Hey guys,

I'm having some problems trying to convert stuff to access an external api.
The site I'm using has access by querying with a title formatted as UTF-8, however I can't seem to get the right results in php.

I have been messing around all day, and have made no progress basically.

What I have so far, is

urlencode(utf8_encode($game))

This half works, but not fully
What I'm trying to get it this

Game = The Incredible Hulk™, Actual Result = The+Incredible+Hulk%99, Desired Result = The+Incredible+Hulk%E2%84%A2

Game = Unreal Tournament® 3, Actual Result = Unreal+Tournament%C2%AE+3, Desired Result = Unreal+Tournament%C2%AE+3

Game = LEGO® Indiana Jones™, Actual Result = LEGO%C2%AE+Indiana+Jones%C2%99, Desired Result = LEGO%C2%AE+Indiana+Jones%E2%84%A2

As you can see, it works for some symbols, but not others. I've been searching, and according to the letter database, the desired does match up for what the UTF-8 codes should be, I'm just not getting them.

I'm pulling the game names out of a mysql database, but I have also tried it as a constant, and still have the same problem.
Can anyone give any suggestions asto why this is happening, or what might make it go right?

Cheers
Arkane

    *Why would you want ™ to come out as \xe2\x84\xa2 ? Encoded as UTF-8 it's \xc2\x99, not \xe2\x84\xa2.

      Weedpacket;10907322 wrote:

      *Why would you want ™ to come out as \xe2\x84\xa2 ? Encoded as UTF-8 it's \xc2\x99, not \xe2\x84\xa2.

      Thats the result I keep getting, but the api I'm trying to access has it as e2,84,a2, so that waht I need. I just assumed it was UTF-8 (well, not entirely assumed, got it fromthis page during my hunting for information, so naturally assumed it was right.

      Perhaps its actually another encoding or something that I may be able to find?

      Cheers
      Arkane

        Oh; I see what's going on. The text you've got (wherever it's come from) is encoded (and you're displaying it) according to the Windows-1251 character set, which puts ™ at code point 153.

        Unicode puts that glyph at code point 8482. For the most part the two agree, but this is one place where they don't.

        [man]iconv/man; returns the proper byte sequence.

        Curiously, if I look at the source code of this page, your trademark signs appear as numeric entities &#8482&#59; and mine appear as ™ - even though this page is allegedly ISO-8859-1. That is weird.

          OK, this just seems a very odd situation.

          I guess I'm going to have to write a workaround or something. I tried the lazy way, and just used iconv to translate the string, but now I get â„¢ as the TM using that same method. Even if thats the only thing in the script.
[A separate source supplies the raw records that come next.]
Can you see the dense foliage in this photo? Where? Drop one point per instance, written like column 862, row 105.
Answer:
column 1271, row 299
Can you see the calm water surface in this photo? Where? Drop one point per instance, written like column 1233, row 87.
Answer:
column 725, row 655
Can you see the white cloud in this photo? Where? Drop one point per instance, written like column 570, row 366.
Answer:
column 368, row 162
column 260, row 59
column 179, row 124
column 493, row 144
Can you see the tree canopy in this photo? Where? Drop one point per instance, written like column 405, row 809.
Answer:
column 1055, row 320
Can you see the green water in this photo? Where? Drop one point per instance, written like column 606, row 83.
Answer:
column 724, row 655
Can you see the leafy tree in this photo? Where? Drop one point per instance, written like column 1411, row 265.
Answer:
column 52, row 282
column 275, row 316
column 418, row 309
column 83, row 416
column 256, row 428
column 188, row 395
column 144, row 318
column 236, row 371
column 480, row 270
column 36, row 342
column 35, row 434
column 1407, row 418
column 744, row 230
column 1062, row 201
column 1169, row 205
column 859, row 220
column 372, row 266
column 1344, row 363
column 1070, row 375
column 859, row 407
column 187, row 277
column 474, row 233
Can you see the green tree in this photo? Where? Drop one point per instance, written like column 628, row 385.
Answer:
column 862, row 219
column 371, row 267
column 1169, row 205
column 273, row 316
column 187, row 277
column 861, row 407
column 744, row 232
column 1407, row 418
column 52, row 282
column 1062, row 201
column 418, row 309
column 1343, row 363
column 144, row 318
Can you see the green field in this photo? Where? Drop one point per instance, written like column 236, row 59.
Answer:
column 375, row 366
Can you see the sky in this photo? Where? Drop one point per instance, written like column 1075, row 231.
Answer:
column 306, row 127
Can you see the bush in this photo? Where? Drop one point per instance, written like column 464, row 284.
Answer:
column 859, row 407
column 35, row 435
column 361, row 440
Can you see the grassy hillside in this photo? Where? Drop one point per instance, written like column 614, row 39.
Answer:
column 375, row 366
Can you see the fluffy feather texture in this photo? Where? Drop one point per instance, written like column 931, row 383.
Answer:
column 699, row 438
          I see what you mean about the source, it seems very odd.

          Now I'm just stumped. 🙁

            Arkane wrote:

            but now I get â„¢

            Of course; that's what \xe2\x84\xa2 looks like before you urlencode it (and if you display it as Windows-1251 instead of UTF-8).

              Weedpacket;10907444 wrote:

              Of course; that's what \xe2\x84\xa2 looks like before you urlencode it (and if you display it as Windows-1251 instead of UTF-8).

              OK. It's working now... couple of fails, but for the most part its great, so thanks very much for all your help Weedpacket.

              Oddly, I actually discovered the ™ situation cropping up again on mysql. Most of the results all use the actual symbols, but recent ones are using the codes instead.
              Could it be somehow browser related? (Not claiming to know, just looking at possibilities)

                Arkane wrote:

                Could it be somehow browser related? (Not claiming to know, just looking at possibilities)

                Don't quote me on this, but there might be some possibilities. One is that if you don't specify a charset attribute for a form, submitted character data will be encoded in the same way that the page itself is encoded. Is this coming from a form? I don't think people would be typing ™ as part of their search criteria 🙂.

                In the database, there is the question of which character set is being used to store the data there as well. I've actually instituted a policy of "UTF-8 everywhere" locally - down to and including source files.

                I've even had my browser pick UTF-8 as its preferred encoding. One of the reasons why I'm replying here is because I've just changed it to ISO-8859-1 and I want to see how the "™" ends up - since that's not a valid ISO-8859-1 character I'm expecting to see a numeric entity in the source code 🙂 ....

                ...And there it is! It's even escaped '"' as well!